(Corrects the 10th October story to say that payment was made to Gavi, not the WHO in first paragraph. Clarifies that the WHO supports COVAX.)
MEXICO CITY (Reuters) - Mexico’s government announced on Saturday that it made a $159.88 million payment to secure access to COVID-19 vaccines through the World Health Organization-backed COVAX plan as countries across the globe race to secure supplies.
The COVAX Facility is a multilateral initiative running trials on several potential vaccines. The payment made to Gavi, The Vaccine Alliance, which administers COVAX, will allow Mexico to acquire enough doses of a vaccine to immunize up to a fifth of the country’s population of around 125 million people, the foreign ministry said.
The foreign ministry statement added that the government had presented the “risk guarantee” paperwork for another $20.6 million, which it described as part of the contractually required commitments to access the eventual vaccine supply.
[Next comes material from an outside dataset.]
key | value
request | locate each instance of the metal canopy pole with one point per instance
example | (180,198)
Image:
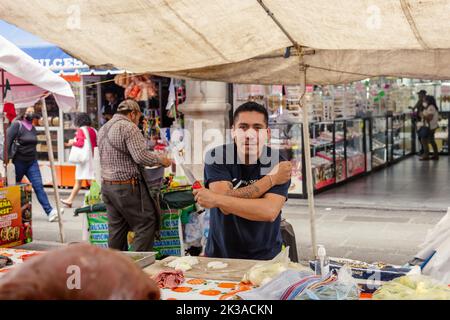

The statement did not provide additional details on the second payment.
According to the health ministry, Mexico has confirmed nearly 810,000 cases of the highly-contagious respiratory disease caused by the coronavirus, along with more than 83,000 recorded deaths, though both likely represent only a fraction of the true number of infections and fatalities due to little testing.
The government signed its COVAX contract late last month.